George McPhee has mentioned that he expects to begin a year with a full 23-man roster, also acknowledging he’d likely have to make a move in order to fit Tom Wilson under the cap.
The Caps already have made some decisions regarding their opening-day roster. Nate Schmidt, Cameron Schilling, and Patrick Wey were all assigned to Hershey– a surprise to no one. First year pros Schmidt and Wey need to polish their game, while another former college standout, Cam Schilling, has always been a longshot to make the big club even despite his professional experience.
The biggest decision so far came Wednesday: the Caps waived Czech blueliner Tomas Kundratek. The 23-year-old, who got on a scoring roll in Hershey during the lockout, spent more than a half of the shortened season with the Caps. Placing him on waivers came as a bit of a surprise for me taking his low cap hit of $550,000 into consideration.
Steve Oleksy and Jack Hillen are frontrunners for two of three free roster spots with the Caps. Both were quite impressive for the Caps down the stretch last year and given Adam Oates’ loyalty towards players who have already proven themselves, I would expect both of them to make it. Their low cap numbers ($700,000 for Hillen and $541,667 for Oleksy) also help their cause.
Dmitry Orlov hasn’t had a very convincing camp in my opinion, but Adam Oates may have seen something I haven’t, and waiving Kundratek has greatly improved Dima’s chances to start the year with the Caps. Orlov, who is finally healthy after an injury-plagued year, carries a larger cap hit ($900,000) and is waiver-exempt, so if he starts a year in the big league, it will be a huge vote of confidence by the coaching stuff. But it seems unlikely that he’ll be kept up in Washington unless he’s above Hillen or Erskine in Oates’ chart. Caps would probably want a youngster to play instead of sitting in the pressbox as a seventh defenseman.

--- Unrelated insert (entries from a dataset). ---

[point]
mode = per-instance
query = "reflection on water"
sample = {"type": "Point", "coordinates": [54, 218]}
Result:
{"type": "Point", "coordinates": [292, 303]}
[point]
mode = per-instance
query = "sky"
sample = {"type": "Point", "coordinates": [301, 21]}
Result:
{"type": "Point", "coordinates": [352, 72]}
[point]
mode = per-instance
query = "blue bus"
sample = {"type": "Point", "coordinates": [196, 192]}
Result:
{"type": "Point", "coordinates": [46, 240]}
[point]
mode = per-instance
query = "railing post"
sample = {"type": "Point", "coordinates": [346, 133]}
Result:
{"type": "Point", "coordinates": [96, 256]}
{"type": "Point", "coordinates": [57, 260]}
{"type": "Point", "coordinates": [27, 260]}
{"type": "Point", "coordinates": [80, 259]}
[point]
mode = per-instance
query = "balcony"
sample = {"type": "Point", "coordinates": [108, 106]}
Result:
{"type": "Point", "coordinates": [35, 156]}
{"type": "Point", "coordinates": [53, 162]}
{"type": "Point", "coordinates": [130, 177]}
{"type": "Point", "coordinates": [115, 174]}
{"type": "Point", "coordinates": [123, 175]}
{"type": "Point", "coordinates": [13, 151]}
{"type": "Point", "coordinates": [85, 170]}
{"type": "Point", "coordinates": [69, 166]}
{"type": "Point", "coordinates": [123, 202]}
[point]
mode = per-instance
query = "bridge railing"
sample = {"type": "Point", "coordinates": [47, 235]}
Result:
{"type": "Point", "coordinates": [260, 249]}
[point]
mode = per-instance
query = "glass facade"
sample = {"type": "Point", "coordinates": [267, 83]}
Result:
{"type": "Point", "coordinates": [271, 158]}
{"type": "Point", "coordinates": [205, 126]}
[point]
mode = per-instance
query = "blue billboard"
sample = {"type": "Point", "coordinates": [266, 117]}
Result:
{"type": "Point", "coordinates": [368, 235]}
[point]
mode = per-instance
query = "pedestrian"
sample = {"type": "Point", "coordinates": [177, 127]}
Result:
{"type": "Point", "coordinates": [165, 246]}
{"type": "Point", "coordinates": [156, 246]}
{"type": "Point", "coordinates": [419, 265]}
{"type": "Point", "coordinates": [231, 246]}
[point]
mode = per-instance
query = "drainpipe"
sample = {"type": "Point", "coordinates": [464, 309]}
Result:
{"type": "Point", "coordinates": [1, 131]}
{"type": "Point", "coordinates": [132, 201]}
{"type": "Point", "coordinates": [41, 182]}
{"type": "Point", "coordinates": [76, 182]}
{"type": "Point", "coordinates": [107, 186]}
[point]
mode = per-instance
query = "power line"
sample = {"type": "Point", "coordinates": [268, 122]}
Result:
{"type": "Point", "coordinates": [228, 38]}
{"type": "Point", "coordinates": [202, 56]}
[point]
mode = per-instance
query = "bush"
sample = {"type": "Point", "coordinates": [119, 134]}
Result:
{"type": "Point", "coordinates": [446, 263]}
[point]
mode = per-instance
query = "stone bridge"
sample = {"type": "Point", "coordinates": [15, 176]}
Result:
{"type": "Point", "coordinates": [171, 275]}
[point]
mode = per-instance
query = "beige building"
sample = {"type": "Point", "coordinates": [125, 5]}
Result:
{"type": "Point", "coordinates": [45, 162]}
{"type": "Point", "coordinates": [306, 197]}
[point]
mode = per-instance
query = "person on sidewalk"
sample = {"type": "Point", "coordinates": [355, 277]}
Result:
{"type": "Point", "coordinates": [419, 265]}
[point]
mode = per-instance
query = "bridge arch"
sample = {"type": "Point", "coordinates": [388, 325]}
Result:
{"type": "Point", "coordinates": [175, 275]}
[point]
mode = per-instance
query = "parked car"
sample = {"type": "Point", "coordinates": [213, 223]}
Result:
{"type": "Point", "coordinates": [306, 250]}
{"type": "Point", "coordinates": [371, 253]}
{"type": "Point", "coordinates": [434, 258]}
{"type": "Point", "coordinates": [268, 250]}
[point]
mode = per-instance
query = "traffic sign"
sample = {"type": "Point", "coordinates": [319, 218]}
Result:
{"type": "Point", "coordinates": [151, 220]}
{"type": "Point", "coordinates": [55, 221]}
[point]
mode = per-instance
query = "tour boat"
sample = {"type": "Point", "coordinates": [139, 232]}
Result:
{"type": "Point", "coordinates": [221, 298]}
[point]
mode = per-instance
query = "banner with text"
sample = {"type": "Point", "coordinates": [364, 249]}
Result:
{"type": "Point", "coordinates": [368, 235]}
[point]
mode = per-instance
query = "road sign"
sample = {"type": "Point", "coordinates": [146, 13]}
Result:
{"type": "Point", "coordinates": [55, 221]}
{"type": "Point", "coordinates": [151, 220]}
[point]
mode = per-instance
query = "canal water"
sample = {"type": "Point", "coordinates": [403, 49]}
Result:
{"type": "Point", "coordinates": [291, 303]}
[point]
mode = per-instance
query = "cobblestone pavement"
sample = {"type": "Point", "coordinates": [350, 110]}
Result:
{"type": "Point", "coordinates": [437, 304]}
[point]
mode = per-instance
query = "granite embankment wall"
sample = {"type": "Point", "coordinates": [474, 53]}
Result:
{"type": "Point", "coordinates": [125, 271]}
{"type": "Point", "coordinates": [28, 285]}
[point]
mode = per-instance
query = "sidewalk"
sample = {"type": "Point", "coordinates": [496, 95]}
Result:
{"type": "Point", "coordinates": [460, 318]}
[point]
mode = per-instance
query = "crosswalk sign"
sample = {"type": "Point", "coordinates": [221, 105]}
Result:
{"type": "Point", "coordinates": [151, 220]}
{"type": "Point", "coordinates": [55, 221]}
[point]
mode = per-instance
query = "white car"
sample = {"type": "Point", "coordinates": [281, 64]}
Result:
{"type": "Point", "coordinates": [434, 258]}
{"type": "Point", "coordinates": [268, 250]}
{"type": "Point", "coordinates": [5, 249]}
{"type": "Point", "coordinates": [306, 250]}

Unlike Orlov, Tyson Strachan is a perfect #7. Strachan played, quite memorably, in 38 games with Florida last year. He’s a guy Capitals management would be comfortable with sitting in the press box much of the time, and he should be able to hold his own if given an opportunity to play. Strachan carries a team-friendly $550,000 cap hit and plays a reliable defensive game.
Connor Carrick may have surprised everyone with his tremendous preseason performance, but he is the underdog. I would expect the 19-year-old to start the season with the Bears, but he may be one of the Caps recall options as a right defenseman. Carrick’s cap hit is $636,667, which seems manageable.
Michal Cajkovsky is still in camp, though it’s tough to imagine him in the starting lineup. He’s quietly had a good camp, establishing a physical presence in every game and showing some offensive touch. He doesn’t have a contract with Washington (just like forward Dane Byers, who has been considered as well). Cajkovsky may still make a name for himself, but he is a work in progress.
Wild card: Could the Caps sign a veteran blueliner to fill in? Available players include Ian White, Greg Zanon, Carlo Colaiacovo, Ryan Whitney, Wade Redden, and two familiar names: Tom Poti and Steve Eminger.
My picks are Hillen, Oleksy and Strachan. Who have you got?